The Civil Rights protests in the US inspired and informed similar movements in Northern Ireland in 1968 which led to what became a low level civil war known as ‘The Troubles’ that lasted until the Good Friday settlement in 1998.
This history is still very relevant today. While the constitution issues have been addressed and the legal system has been made fair, the Protestant and Catholic communities in Northern Ireland are still segregated, though it is improving.
While the racial politics of the plantation system relied up a persons appearance to discriminate, religious discrimination does not have such self evident clues as to status. Nonetheless there are lots of subtle clues that the locals are very good at picking up to tell Catholic from Protestant.

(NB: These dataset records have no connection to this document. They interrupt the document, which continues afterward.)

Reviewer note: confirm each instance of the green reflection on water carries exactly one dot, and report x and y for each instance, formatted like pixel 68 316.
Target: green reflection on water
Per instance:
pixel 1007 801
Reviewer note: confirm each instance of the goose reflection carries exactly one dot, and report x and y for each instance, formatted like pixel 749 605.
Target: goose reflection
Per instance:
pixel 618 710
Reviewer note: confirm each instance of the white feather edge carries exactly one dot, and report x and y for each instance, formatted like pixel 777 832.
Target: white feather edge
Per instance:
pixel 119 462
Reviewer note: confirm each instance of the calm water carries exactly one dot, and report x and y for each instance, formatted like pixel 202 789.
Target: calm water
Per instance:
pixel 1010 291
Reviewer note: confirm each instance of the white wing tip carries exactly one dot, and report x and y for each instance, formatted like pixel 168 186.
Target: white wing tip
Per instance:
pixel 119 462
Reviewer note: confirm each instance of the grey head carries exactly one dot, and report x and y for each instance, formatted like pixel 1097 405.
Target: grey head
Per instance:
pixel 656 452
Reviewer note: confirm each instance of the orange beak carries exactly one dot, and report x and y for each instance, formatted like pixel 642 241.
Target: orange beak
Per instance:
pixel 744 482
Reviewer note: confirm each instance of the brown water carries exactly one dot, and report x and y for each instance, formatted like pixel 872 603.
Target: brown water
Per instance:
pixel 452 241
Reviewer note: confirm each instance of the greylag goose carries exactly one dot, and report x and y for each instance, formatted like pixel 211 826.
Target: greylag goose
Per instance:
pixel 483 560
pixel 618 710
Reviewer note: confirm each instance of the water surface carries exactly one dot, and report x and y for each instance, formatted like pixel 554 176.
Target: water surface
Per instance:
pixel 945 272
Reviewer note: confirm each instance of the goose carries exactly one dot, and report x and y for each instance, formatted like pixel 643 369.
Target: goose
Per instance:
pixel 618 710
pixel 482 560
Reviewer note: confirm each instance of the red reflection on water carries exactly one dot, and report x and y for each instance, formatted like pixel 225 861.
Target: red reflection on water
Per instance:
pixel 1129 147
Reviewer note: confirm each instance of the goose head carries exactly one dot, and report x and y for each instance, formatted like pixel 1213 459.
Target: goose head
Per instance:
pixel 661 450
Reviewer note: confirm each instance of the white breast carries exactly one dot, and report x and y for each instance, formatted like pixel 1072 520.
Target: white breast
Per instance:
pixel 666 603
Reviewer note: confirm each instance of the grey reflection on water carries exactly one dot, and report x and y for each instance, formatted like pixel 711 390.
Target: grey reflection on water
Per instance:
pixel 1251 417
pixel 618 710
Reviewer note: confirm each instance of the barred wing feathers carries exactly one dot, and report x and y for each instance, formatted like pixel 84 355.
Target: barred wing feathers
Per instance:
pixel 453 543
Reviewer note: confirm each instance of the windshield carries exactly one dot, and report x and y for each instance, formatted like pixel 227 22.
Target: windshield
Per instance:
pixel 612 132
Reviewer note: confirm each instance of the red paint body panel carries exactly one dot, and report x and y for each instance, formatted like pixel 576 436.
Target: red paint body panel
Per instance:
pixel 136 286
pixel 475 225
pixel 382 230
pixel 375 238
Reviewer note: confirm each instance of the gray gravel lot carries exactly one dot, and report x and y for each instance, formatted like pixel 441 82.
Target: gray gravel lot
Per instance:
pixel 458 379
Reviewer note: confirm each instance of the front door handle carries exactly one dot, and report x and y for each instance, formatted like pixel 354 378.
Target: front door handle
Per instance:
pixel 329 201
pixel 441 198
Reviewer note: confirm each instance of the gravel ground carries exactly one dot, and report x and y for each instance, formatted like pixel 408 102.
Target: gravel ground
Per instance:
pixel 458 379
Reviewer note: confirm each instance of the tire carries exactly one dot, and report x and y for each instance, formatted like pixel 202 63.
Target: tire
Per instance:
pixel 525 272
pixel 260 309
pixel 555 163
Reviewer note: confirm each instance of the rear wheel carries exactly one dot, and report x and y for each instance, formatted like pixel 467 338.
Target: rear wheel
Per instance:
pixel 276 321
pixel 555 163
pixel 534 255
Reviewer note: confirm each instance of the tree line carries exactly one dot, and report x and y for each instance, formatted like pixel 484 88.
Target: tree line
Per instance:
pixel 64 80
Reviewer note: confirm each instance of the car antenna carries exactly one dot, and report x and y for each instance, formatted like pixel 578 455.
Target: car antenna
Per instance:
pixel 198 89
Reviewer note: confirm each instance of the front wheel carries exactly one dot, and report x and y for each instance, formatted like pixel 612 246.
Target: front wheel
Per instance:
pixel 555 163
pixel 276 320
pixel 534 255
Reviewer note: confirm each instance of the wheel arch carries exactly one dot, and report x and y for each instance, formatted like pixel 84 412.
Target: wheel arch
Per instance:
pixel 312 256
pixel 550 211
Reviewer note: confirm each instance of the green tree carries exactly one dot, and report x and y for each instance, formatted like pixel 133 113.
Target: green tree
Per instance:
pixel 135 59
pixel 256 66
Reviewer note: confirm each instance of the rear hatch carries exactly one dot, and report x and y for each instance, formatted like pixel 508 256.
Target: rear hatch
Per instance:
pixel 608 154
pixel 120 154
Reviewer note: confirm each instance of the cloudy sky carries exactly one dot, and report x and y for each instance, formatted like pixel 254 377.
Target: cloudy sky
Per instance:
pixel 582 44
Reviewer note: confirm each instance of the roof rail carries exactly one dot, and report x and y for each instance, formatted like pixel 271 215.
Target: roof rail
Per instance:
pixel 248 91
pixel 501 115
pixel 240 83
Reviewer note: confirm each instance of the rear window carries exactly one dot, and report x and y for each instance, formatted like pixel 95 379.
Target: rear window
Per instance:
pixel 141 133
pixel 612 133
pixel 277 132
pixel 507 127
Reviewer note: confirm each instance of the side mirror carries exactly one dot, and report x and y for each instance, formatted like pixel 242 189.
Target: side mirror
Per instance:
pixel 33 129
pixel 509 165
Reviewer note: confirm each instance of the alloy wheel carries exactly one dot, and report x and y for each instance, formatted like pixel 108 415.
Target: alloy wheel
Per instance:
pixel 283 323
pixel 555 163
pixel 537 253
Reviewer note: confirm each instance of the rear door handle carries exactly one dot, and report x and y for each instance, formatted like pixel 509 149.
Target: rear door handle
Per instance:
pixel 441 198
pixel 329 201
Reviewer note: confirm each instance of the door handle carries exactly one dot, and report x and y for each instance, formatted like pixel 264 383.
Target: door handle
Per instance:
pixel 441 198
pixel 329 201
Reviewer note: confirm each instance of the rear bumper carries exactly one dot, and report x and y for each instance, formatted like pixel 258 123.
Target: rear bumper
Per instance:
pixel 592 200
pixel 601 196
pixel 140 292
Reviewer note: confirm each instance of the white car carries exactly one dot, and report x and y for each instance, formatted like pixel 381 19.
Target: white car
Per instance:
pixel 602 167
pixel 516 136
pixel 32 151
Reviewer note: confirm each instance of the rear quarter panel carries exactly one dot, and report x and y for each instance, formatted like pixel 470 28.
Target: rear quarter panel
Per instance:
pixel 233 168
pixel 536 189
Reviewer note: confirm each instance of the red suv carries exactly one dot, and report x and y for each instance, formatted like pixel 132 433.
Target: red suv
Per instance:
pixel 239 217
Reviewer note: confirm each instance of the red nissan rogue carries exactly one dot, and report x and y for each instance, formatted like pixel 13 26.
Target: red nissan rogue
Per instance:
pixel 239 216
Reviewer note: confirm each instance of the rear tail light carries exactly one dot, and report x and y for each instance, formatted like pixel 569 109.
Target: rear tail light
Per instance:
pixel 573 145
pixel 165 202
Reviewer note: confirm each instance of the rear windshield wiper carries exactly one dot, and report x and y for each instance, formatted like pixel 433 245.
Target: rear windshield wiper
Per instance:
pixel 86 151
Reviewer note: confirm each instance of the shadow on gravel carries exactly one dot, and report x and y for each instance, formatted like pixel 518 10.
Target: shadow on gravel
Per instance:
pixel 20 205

Politicians do not need a whole lot to divide up a population into Us and Them to suit their purposes.
Most countries have some sort of Civil Rights issue. No constitution of a nation state is without flaws. They all have baggage that flares up from time to time. As economies develop, new tensions emerge. We saw a lot of it during the industrial economy and now tension is rising again now the we find ourselves trying to make sense of this curious ‘service’ economy. There are a lot of folks in many developed economies who feel they are not well represented by the political system and are registering protests in one form or another.